I had forgotten all about dad’s weird saying until I was introduced to Melinda Young’s collection of pink objects. Pulsing, visceral conglomerations, they are at once arresting in their beauty and just a little bit icky. Like strange sea creatures, or disembodied organs, Young’s creations are dangerously ‘alive’ - living, growing and feeding on themselves. Rubies and pearls are swallowed by globs of wax, crystals push out of the surface and delicate fringes sprout from the edges… and all of them pink, pink, pink.
The incongruity of these beautiful/ugly works is echoed in their materials and production. Precious gems are coupled with inexpensive casting wax; and while the pieces appear roughly clumped together, closer inspection reveals them to be meticulously constructed, the products of a long process of collection and collation. Dichotomous to the last, each piece doubles as both artwork and wearable – functioning as rather pretty sculptures and, at the same time, somewhat ‘out there’ pieces of jewellery.

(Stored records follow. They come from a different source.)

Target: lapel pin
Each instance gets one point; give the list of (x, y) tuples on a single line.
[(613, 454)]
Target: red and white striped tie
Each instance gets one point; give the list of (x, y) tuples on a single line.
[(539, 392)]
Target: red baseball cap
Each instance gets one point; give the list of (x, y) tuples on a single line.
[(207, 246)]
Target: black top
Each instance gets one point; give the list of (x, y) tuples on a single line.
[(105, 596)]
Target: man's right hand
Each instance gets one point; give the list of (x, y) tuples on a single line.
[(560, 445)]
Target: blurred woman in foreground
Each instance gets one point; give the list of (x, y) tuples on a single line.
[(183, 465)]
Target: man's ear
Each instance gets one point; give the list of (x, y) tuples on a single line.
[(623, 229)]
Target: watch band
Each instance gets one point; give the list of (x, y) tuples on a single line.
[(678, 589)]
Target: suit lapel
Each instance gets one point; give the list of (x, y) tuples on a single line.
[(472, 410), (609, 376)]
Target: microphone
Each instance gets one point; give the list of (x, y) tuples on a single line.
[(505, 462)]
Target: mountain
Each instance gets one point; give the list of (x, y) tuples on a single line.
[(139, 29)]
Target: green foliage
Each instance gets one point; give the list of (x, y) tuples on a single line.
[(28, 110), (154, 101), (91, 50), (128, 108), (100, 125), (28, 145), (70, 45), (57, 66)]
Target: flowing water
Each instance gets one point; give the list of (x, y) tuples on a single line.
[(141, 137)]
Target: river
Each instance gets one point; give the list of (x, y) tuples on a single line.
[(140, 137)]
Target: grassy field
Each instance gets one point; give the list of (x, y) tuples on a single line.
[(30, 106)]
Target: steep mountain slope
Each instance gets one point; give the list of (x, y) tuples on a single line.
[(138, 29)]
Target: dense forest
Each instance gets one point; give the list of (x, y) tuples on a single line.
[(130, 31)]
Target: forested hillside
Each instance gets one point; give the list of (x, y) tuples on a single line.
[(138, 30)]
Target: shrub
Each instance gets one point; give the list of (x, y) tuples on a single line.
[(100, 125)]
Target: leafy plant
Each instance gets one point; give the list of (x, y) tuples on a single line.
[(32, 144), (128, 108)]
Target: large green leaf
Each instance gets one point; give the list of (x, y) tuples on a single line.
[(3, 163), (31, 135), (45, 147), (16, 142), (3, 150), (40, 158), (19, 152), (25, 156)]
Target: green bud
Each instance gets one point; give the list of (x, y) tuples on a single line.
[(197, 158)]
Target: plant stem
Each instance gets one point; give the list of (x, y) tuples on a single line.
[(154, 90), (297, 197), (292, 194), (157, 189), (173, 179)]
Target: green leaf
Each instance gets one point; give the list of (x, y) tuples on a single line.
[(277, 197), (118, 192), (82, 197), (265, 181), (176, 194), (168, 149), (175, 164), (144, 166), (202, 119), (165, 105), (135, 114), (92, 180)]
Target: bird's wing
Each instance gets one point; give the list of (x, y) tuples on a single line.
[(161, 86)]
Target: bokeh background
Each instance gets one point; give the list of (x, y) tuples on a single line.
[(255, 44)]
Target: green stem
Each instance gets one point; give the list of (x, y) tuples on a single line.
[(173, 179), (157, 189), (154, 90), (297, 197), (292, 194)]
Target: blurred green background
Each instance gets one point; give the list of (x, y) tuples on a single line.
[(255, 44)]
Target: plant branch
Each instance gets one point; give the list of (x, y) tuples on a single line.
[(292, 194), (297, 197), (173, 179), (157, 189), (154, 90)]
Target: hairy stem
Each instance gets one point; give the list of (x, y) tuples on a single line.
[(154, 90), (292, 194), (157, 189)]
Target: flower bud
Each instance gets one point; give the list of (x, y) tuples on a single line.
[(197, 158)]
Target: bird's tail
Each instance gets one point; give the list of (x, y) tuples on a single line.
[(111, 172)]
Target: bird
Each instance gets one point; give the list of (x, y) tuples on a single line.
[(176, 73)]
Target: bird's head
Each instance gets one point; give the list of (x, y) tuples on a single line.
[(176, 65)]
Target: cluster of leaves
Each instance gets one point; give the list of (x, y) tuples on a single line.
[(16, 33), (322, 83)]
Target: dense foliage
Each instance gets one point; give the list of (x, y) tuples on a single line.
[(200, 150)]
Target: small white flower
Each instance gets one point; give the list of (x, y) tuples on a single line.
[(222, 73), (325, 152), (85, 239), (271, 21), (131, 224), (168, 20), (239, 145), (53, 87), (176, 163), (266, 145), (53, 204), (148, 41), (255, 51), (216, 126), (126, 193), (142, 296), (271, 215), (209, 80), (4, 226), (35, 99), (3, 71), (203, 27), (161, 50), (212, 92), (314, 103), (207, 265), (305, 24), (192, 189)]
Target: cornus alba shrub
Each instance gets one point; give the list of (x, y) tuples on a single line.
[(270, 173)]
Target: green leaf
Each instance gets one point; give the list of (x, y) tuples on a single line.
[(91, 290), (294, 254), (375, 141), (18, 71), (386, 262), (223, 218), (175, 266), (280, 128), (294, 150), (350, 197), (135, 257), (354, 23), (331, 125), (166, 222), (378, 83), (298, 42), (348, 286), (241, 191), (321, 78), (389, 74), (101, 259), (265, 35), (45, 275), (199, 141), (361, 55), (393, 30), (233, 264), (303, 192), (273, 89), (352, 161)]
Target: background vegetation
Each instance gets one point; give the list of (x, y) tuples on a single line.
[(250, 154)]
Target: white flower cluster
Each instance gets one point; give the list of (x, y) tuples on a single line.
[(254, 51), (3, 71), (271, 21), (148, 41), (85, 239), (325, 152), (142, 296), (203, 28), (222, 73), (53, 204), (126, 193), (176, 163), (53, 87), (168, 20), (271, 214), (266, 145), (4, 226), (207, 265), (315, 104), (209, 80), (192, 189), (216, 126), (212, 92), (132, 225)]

The titles of Young’s pieces point to a longstanding fascination with notions of abjection, referencing artists such as Louise Bourgeois, who is famous for works that both seduce and repel. So too, Young’s blog reveals a more personal inspiration for her pink series - photographs of the artist’s insides, taken for medical tests. Entries entitled Innards and Gut Instinct further explain the bodily connotations, but it’s one image that says it best – an unidentified organ, bright pink and studded with droplets of blood. It’s luminous and gorgeous and horrible too. Suddenly, “Pink. You stink” makes perfect sense.
Amber McCulloch
And I looked
At my big ball of string,
And I said,
NOW I will find
A thing of some kind –
Some GOOD kind of thing
To do with my string!1
When Marion Holland wrote my favourite children’s book, A Big Ball of String, she created a character (not surprisingly) obsessed with making the biggest ball of string he possibly could. He began to do everything a child could do with an incredibly long piece of string- fly balloons into the sun, construct a machine out of a bike, a trike and a toy jeep- until he was bedridden. Then he discovered he could do even more- he could rig up the entire contents of his room and continue playing without needing to leave his bed at all, all with one ginormous piece of string. But if only he had some pink wax and a few pearls…
In her self-assigned project Take a ball of thread… Melinda Young has set herself three fundamental rules: Make from the one industrial spool of pink thread until completely used. Only materials already in her studio can be sourced. Every item made must be wearable. These simple rules are reminiscent of Miranda July’s Learning to Love You More 2 project, such simple beginnings for pieces that ultimately represent very intimate concepts and experiences.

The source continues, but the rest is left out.